The raids and arrests by the RUC and B Specials depleted the Belfast IRA, and many women could no longer safely perform their duties. As few like Molly Kerr were themselves arrested and imprisoned, so by the time the civil war began only 16 women from Belfast were still active, moving arms, delivering despatches, doing what they could despite great difficulties. A number ended up in prison with hundreds of southern anti-treaty women in Dublin, in Kilmainham, Mountjoy and the North Dublin Union. Post civil war none had particularly easy lives, some remained in Belfast and the Glens, others left for Dublin, England or America. Ward gives us short biographies of over 50 of these women. While this is only a fraction of the numbers who were in Cumann na mBan in the northern counties these biographical case studies give detailed insights into the contributions, experiences and afterlives of northern women, often lacking in other histories of revolutionary women.
Like so many Cumann na mBan women their pension applications are revealing, many were living in difficult economic circumstances, many were under surveillance and felt their lives constrained by the attentions of the police. What their applications reveal is the difficulties so many had in persuading the assessors of the worth of their revolutionary work. Una McCrudden of the Belfast central branch was angry that the referee treated her pension claim as through she was an ‘ordinary imposter’. Her comrade Bridie O’Farrell was denied her pension despite a note from a referee stating that she ‘never spared herself in the national movement’. Unfortunately, this type of response from the pension application authorities to Cumann na mBan women was not unusual, north or south.
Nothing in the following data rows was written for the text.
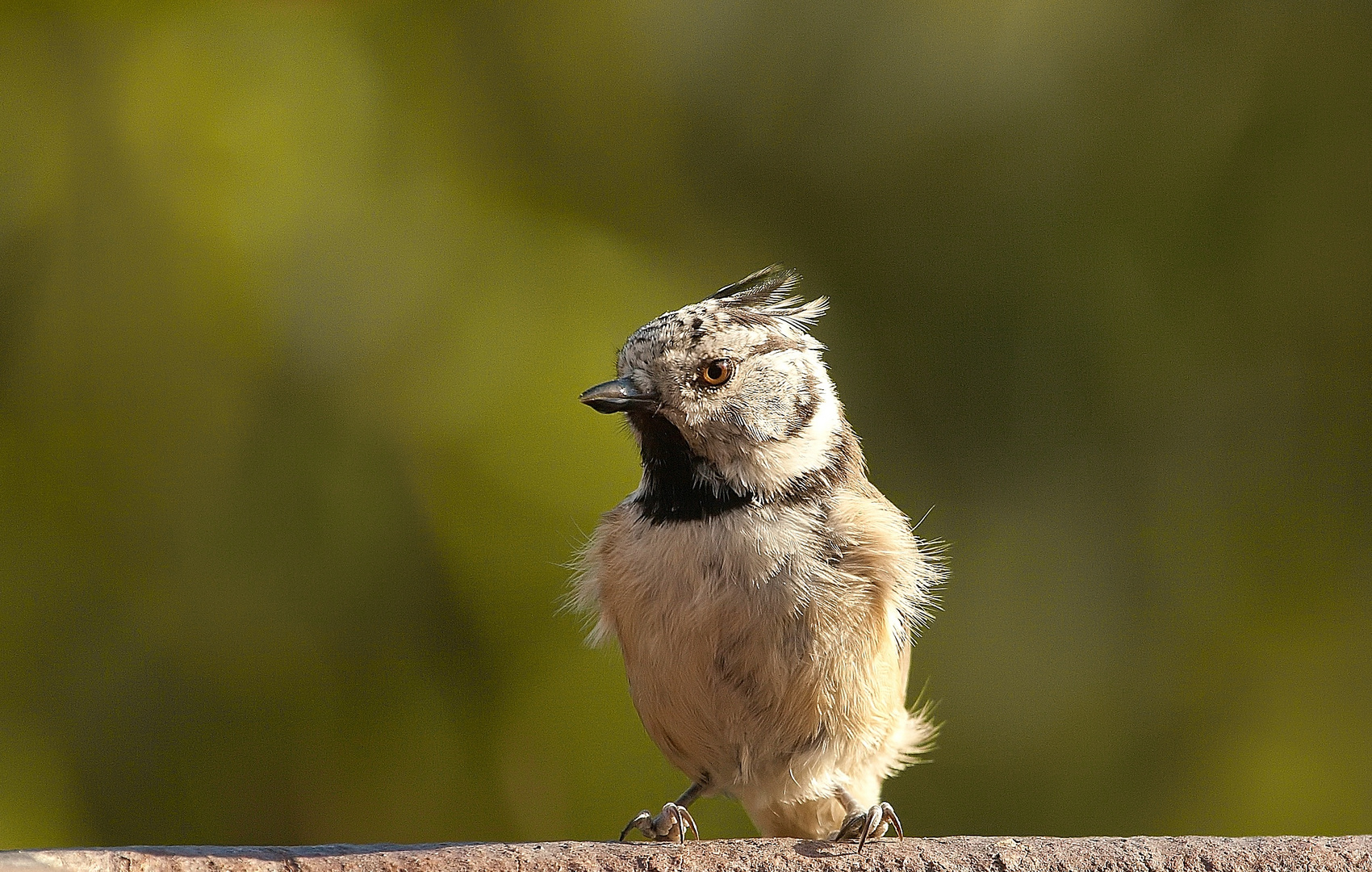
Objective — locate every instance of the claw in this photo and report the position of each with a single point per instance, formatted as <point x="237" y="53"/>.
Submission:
<point x="870" y="824"/>
<point x="671" y="824"/>
<point x="641" y="821"/>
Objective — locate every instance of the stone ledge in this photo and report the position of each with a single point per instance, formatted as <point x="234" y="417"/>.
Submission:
<point x="950" y="854"/>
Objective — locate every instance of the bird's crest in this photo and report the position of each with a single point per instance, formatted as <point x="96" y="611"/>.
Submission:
<point x="766" y="293"/>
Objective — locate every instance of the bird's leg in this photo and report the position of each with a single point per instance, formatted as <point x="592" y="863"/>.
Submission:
<point x="864" y="824"/>
<point x="672" y="823"/>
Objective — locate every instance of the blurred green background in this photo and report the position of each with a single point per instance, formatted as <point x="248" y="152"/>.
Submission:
<point x="297" y="298"/>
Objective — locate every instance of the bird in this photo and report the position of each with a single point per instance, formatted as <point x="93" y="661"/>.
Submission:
<point x="763" y="593"/>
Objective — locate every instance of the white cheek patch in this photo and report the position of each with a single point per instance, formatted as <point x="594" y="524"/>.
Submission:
<point x="766" y="467"/>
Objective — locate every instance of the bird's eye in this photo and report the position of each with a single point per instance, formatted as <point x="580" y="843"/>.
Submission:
<point x="717" y="372"/>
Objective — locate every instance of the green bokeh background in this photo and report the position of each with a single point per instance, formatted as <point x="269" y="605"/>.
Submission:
<point x="297" y="298"/>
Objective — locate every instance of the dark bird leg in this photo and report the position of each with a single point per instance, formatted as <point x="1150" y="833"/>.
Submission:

Margaret Ward is to be congratulated in adding another scrupulously researched, thoughtfully analysed piece of work on revolutionary women to her already impressive canon of books, articles and publications. From Unmanageable Revolutionaries: Women and Irish Nationalism, first published in 1983 and updated in 2021, through her works on Hanna Sheehy Skeffington and Maud Gonne, as were as edited collections and journal articles, she has been at forefront of Irish women’s history, using a feminist and gendered lens to research, analyse and write about Ireland’s revolutionary women. This book shines a light on another group of overlooked women, adding complexity and nuance to the histories of the revolutionary lives and afterlives of northern women.